Concrètement, l'Eglise tend à faire comme si "il n'existe pas d'explication scientifique possible et probable" équivalait à "personne, jusque maintenant, n'a réussi à fournir une explication possible et probable". Or tel n'est pas le cas. Que des scientifiques de pointes butent pendant plusieurs années sur tel ou tel cas n'implique pas logiquement qu'ils (ou d'autres) buteront toujours sur ce cas, et encore moins qu'il est rigoureusement impossible de trouver une explication scientifique plausible à ce cas.
Les "chercheurs psi" sont, à mon avis, plus prudents. Lorsqu'ils butent sur un cas, ils disent, non pas que ce cas est inexplicable par la science, mais qu'il est inexplicable par la science [b]actuelle[/b] et imaginent qu'un jour, de nouveaux concepts, de nouvelles théories, de nouvelles techniques voire un nouveau paradigme scientifique viendra peut-être à bout de ces mystères et que, même si ce n'est pas le cas, on n'a pas nécessairement à recourir à des hypothèses surnaturelles : peut-être la matière ou le cerveau humain possèdent-ils des capacités inconnues qui sont à l'origine de ces phénomènes ? Même si rien ne permet de l'affirmer, cela reste envisageable. Qui peut prétendre tout connaître de Dame Nature et même affirmer dogmatiquement qu'il est possible de tout en connaître ? Toutefois, l'impossibilité à trouver une explication scientifique peut aussi avoir pour origine une défaillance dans les informations disponibles sur le cas problématique que l'on souhaite étudier. Si les informations sont parcellaires, qu'est-ce qui nous dit que la clef de l'énigme ne se trouve pas dans les données manquantes ?
C'est là la position des athées matérialistes qui, sur ce point, sont à mon humble avis encore plus prudents.

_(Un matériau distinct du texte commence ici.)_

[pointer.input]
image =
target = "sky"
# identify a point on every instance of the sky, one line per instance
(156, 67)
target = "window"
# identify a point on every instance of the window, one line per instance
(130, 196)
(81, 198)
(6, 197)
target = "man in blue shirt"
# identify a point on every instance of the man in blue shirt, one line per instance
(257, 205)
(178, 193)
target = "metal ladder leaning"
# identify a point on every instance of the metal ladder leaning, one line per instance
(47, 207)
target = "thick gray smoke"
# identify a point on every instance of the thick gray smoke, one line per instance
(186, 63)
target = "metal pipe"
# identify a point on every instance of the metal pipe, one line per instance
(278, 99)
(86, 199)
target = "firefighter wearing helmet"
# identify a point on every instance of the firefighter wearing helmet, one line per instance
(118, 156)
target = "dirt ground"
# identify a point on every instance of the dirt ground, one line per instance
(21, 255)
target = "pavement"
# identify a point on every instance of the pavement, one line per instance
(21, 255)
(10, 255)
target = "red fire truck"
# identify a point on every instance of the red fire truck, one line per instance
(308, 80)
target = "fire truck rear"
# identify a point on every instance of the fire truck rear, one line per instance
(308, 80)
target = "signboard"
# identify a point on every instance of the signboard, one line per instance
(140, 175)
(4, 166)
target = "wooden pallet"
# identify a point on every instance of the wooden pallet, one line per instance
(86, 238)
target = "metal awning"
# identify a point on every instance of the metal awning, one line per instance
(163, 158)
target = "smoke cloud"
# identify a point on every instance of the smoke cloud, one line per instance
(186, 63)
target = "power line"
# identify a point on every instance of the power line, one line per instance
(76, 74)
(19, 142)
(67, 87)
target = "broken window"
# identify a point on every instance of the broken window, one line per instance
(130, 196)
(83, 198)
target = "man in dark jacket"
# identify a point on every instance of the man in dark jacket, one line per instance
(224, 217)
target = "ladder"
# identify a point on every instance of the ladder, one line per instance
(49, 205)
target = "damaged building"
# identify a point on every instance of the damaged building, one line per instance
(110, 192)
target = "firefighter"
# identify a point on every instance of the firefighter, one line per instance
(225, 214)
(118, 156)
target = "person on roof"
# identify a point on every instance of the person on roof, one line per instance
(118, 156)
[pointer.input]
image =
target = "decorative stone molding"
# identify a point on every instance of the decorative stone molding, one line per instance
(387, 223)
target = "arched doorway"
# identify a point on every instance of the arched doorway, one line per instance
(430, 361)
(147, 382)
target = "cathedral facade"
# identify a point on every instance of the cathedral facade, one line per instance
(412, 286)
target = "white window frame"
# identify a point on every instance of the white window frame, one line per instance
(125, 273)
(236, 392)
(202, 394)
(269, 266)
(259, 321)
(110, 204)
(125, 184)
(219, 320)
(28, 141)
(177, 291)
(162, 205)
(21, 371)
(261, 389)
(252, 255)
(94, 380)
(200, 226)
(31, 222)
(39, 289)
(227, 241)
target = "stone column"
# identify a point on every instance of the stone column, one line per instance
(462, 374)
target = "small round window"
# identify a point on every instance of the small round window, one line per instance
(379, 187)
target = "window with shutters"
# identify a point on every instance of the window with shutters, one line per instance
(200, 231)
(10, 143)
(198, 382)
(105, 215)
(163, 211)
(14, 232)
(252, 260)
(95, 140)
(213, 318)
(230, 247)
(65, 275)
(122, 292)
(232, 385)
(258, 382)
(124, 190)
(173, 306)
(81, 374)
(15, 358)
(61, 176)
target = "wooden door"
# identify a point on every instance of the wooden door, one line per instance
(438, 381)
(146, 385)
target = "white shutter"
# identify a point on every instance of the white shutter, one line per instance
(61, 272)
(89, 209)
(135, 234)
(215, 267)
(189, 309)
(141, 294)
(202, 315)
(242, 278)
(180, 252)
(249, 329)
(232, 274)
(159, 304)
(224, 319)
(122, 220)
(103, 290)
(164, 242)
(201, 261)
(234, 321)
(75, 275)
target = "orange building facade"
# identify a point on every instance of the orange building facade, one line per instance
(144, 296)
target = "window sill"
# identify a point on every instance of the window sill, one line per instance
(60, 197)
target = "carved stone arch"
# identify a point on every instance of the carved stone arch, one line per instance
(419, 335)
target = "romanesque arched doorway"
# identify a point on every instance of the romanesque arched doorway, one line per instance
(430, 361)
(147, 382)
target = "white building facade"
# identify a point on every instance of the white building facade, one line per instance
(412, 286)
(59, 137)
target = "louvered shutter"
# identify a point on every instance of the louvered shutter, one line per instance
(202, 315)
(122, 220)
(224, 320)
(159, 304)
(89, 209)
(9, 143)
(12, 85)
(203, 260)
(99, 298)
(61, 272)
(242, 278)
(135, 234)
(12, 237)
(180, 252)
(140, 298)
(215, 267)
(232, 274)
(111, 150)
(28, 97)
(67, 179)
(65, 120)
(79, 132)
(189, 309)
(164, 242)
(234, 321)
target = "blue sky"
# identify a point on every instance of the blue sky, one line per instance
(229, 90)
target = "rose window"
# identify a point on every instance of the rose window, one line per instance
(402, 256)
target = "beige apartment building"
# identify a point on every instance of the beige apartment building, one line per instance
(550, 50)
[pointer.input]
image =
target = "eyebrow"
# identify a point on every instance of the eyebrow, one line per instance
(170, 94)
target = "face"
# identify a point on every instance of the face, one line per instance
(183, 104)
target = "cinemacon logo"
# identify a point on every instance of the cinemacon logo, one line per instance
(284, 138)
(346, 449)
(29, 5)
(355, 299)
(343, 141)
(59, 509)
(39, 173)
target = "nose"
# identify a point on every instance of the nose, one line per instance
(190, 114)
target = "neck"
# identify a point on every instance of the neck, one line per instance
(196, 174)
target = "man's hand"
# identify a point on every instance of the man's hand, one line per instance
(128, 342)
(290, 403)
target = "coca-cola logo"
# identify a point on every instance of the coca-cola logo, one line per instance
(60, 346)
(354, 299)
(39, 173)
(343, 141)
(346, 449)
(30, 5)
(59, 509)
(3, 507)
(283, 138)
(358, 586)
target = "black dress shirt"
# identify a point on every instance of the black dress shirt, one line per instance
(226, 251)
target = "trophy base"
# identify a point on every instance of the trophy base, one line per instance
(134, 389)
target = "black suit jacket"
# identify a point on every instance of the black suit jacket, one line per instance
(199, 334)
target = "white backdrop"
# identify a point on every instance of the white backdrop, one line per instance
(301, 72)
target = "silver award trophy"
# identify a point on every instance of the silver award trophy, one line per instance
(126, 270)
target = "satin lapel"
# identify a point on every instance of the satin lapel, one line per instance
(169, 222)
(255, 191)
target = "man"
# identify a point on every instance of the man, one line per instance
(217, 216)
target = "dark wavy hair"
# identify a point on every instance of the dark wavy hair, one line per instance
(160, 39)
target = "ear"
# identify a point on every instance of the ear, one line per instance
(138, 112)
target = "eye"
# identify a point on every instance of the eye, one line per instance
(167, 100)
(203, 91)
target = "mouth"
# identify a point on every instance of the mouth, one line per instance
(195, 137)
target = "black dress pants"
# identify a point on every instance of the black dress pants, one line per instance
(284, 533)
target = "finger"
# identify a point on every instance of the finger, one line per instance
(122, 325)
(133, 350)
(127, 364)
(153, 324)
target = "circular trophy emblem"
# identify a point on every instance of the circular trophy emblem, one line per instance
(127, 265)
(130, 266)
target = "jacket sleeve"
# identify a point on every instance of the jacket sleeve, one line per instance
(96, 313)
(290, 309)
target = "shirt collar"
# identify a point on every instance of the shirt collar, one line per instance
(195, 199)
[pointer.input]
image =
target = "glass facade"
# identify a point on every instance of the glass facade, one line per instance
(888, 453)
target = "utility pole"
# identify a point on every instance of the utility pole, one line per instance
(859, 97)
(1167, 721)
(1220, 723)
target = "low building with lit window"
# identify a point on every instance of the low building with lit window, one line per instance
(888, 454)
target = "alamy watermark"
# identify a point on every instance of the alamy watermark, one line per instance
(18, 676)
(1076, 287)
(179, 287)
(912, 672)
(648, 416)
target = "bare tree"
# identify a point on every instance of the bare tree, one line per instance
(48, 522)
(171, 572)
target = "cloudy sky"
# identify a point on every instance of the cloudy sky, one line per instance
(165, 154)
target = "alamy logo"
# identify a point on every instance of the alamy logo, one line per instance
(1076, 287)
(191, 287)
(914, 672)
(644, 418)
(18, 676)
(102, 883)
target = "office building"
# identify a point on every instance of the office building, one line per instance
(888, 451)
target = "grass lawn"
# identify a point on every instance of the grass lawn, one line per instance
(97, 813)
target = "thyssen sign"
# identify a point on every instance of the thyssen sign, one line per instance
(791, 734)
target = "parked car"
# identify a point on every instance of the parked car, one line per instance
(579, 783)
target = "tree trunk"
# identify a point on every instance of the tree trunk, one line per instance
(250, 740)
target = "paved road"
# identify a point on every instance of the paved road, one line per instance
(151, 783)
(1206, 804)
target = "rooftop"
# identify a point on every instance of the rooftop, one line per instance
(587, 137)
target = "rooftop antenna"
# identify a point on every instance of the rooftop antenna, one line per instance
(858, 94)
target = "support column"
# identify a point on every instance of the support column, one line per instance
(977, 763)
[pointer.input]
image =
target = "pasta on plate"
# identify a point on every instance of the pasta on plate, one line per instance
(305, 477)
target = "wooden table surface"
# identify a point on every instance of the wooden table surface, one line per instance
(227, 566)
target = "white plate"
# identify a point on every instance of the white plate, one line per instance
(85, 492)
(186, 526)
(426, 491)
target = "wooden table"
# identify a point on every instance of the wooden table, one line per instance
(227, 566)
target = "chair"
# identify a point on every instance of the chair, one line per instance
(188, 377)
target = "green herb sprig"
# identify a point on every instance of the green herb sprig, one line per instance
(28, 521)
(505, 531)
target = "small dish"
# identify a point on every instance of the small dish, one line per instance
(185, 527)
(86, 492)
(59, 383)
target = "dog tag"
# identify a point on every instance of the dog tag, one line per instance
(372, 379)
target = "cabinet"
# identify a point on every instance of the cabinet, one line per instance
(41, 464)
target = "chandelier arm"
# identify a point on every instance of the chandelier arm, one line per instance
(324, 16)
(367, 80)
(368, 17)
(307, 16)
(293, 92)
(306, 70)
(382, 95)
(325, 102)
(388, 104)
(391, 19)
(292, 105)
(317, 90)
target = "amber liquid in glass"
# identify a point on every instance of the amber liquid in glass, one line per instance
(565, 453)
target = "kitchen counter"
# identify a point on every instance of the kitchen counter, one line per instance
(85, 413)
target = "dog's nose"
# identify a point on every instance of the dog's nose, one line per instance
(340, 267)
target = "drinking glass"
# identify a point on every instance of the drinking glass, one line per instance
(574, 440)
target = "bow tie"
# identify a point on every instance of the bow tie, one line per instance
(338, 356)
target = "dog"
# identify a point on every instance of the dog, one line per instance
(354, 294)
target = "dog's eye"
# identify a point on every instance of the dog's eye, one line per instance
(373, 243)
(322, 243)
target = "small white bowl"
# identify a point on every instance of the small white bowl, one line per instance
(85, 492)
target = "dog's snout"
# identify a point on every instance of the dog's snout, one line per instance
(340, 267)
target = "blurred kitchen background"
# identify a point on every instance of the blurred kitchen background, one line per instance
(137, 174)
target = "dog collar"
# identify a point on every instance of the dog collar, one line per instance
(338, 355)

Toutefois, ils ne font pas mieux que les autres lorsqu'il s'agit d'aborder la 2ème étape.
[b]2°)[/b] Pourquoi ce qui ne serait pas naturel serait forcément surnaturel et inversement ? C'est une manière dichotomique et à mon avis simpliste de voir les choses. De même, pourquoi ce qui est naturel ne serait pas [b]en même temps[/b] surnaturel et inversement ? Naturel du point de vue scientifique, surnaturel du point de vue métaphysique. A mon avis, les deux types d'explications n'entrent pas en concurence car elles ne se situent pas au même niveau.
Par exemple :
- On peut estimer que Dieu a créer le monde (explication surnaturelle), mais cela ne nous renseigne pas sur la façon dont il s'y est pris concrètement ! Si on dit que Dieu a voulu créer le monde puis que le monde est apparu sous l'effet de cette volonté, on reste dans l'explication surnaturelle car cela n'est pas empiriquement vérifiable. Par contre, on pourrait dire aussi que Dieu a fait en sorte que se produisent des mutations génétiques pour façonner différentes espèces et a utilisé la sélection naturelle pour faire du tri et garder celles qu'il voulait. On concilie ainsi une explication surnaturelle (Dieu a créé le monde) avec une explication naturelle (le néodarwinisme) empiriquement vérifiable.
- Dans les guérisons de Lourdes, pour changer de sujet, procéder par éliminations d'hypothèses scientifiques ne prouve pas l'action de Dieu, pour les raisons que j'ai évoquées précedemment. Mais inversement, pourquoi ne pas voir l'action de Dieu dans toutes les guérisons qui s'y produisent, qu'elles soient ou non explicables autrement par ailleurs ?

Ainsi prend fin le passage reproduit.